Aimer untel du moment que ce besoin d’amour est réciproque. Laisser la norme genrée du microcosme pompier se cogner brutalement à la révolution transformiste des rapports humains. Déceler l’absolu au-delà des dogmes moraux et du déterminisme socio-familial. Tuer le vrai père au profit du faux. Laisser l’altération corporelle hurler à peu près tout ce qui peut (et doit) l’être, et ce sans recours à la lourdeur psychologisante du verbe. Enregistrer la bave et la bile comme des contrepoints saisissants à l’impact visuel du sang humain. Guetter cette « nouvelle chair » qui peut naître de la cohabitation de deux corps monstrueux (très Tetsuo, tout ça…). Inverser la logique narrative de Grave en faisant du cocon familial un corps biologique malade qu’il faut d’abord fuir puis redéfinir, et non pas une prison génétique à laquelle il s’agit de rester enchaîné… Les pistes thématiques les plus barrées s’accumulent non-stop tout au long de ce film insensé, prototype inédit d’un drame intimiste qui s’enrichirait au contact d’une imagerie ouvertement héritée du body horror. Dans son obsession à mettre en perspective des genres et des corps soumis à un devenir quasi mutant, dans son acharnement à tancer les aprioris sociétaux de toutes sortes, Julia Ducournau accouche surtout de ce très grand film méta dont le cinéma français avait grand besoin, obnubilé qu’il est par sa manie de vouloir tout hiérarchiser et compartimenter. Alors, certes, sa force de frappe la contraint parfois à se manger le mur par manque de subtilité (chantonner la Macarena pour aider un pompier novice à ranimer un corps évanoui ?!?) ou par des choix de casting discutables (gêne carabinée devant une Dominique Frot toujours en mode The Smell of Us, qui persiste et signe dans le registre du squelette ambulant avec la voie enrouée, la bave dégoulinante et les grimaces de Garcimore !). On pardonnera ces (très) légers couacs, à mettre sur le compte de l’excès de zèle d’une tête chercheuse qui, à trop vouloir sidérer par sa profusion, se hasarde parfois à un geste maladroit. En tant qu’œuvre mutante qui pose un regard neuf sur des termes à double sens (voire plus), qui atomise le male gaze pour racler à l’os ce qui forge l’identité humaine, et qui crache frontalement ses audaces au lieu de les freiner, Titane ne tend pas vers autre chose qu’une savante perforation du néocortex. Et l’état des cicatrices sur l’esprit ? Irréversible ? Oui, grave.

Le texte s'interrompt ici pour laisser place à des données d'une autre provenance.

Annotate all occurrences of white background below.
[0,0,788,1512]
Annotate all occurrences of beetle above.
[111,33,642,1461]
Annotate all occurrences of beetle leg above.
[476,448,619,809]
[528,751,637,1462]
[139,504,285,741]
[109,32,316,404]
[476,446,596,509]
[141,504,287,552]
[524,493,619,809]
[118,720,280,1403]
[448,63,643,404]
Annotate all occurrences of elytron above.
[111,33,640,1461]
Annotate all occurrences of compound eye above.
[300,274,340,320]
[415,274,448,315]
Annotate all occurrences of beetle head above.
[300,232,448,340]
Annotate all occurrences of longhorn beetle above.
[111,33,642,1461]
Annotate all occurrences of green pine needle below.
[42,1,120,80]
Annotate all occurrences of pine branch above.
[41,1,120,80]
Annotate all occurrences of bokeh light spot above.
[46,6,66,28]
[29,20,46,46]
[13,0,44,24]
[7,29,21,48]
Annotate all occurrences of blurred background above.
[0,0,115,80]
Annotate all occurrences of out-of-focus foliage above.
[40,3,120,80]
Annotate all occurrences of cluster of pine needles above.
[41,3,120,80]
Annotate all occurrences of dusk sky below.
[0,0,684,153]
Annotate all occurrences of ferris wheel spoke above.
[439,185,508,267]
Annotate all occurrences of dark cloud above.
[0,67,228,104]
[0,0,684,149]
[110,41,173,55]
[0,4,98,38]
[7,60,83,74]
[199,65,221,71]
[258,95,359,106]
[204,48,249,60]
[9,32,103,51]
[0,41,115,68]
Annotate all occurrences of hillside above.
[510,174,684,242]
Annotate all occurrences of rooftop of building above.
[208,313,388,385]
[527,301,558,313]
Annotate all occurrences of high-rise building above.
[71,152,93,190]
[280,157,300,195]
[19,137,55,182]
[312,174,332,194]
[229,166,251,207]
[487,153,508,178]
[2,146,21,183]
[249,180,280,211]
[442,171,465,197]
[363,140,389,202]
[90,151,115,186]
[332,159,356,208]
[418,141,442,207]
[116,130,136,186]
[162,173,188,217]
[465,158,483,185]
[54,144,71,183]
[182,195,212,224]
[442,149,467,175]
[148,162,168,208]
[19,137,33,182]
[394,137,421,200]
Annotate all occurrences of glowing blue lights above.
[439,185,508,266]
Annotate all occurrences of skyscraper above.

Photos : © Carole Bethuel. Tous droits réservés

2 Comments

  • Anonyme Says

    Super analyse, pour la macarena ça m’a paru crédible sur le coup et après vérification c’est bien un moyen mnémotechnique pour réaliser un massage cardiaque.

  • kathnel44 (catherine) Says

    Que nous propose TITANE sinon qu’une expérience de cinéma intense, bouleversante, qui met à mal les sens et la raison ? Un film où se révèle le corps sous toutes ses dimensions (corps hybride, augmenté, cybernétique), à la mise en scène, puissante et aux séquences ultra-violentes mais pas tant gore qu’énigmatiques. Des thématiques multiples greffant ensemble différents genres : une fable fantastique et une tragédie familiale, une histoire d’amour aussi bouleversante que cruelle et violente, un questionnement sur le genre, l’identité féminine et masculine, la filiation, la maternité, la paternité, le transhumanisme …Deux interprètes vibrants dans cette rencontre de deux êtres en dérive (Lindon et son corps souffrant et bodybuildé, Agathe Rousselle et sa douloureuse métamorphose qui fait exploser à la fois identité et genre) Tout est affaire de corps et de sensations. Une mécanique pulvérisant les limites identitaires. ”Si l’horreur est une manifestation du réel dans les scènes de tueries, c’est plutôt l’angoisse qui vient après coup dans la crainte de ce qui va arriver ensuite qui domine. « L’horreur » n’est que la réalisation de cette peur faite de sensations, de suggestions.